My friend Ruth gave me a jack-in-the-pulpit plant from her property last summer. On one of the hottest days of 2011, I planted it in a shady area next to my house. This summer, the plant emerged from the ground and grew robustly, forming a beautiful “pulpit.” Now green berries have developed where the pulpit was. The berries, which will turn bright red before fall, contain seeds. If I’m lucky, those seeds will produce more plants next year. The presence of the jack-in-the-pulpit provides a little piece of forest in my city garden.

The other side of nature

Nature isn’t all sweetness and light, of course. While I was driving home from a weekend at my cabin, a severe thunderstorm warning suddenly came over the radio. I pulled off the highway into the parking lot of a roadside bar as a downpour turned to hail. I called my brother via cell phone and asked him to take a look at the weather radar on his computer. He assured me that the storm would pass quickly. I did wonder, while sitting there, just how bad the storm would need to be before I risked grabbing my dog and guiding my 96-year-old mother and her walker into the bar. Just about that time the sun came out again.
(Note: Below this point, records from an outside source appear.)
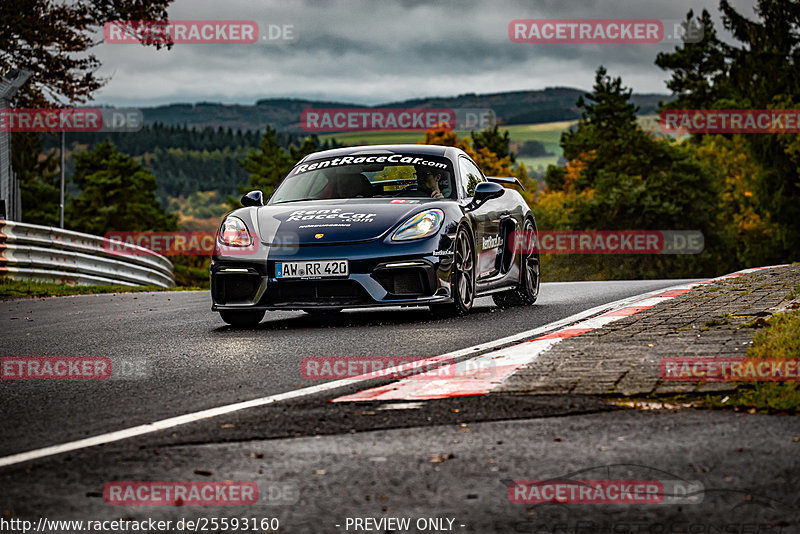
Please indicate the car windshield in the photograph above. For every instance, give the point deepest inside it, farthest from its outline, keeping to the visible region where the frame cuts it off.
(368, 176)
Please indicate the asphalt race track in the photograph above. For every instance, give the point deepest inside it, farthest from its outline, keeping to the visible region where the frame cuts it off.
(319, 463)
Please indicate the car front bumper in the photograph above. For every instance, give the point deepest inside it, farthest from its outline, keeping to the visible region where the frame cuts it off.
(380, 274)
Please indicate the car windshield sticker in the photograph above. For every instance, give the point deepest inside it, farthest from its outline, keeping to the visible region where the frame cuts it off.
(332, 215)
(397, 159)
Like many people, much of my time is spent at work or indoors. I admit that on mornings when the sky is clear, the wind is calm, and the predicted high temperature is 75 degrees, I am reluctant to enter the building where the Metro Lutheran office is located and leave the outdoors behind. Even on the drive to work, however, nature provides gifts. This morning the gifts came in the form of a bright yellow-and-black goldfinch that flew in front of my windshield, and a mirror-perfect reflection of the shoreline in the water of Lake of the Isles.
Nature can be calming, healing, and exciting. And all I have to do is look and listen.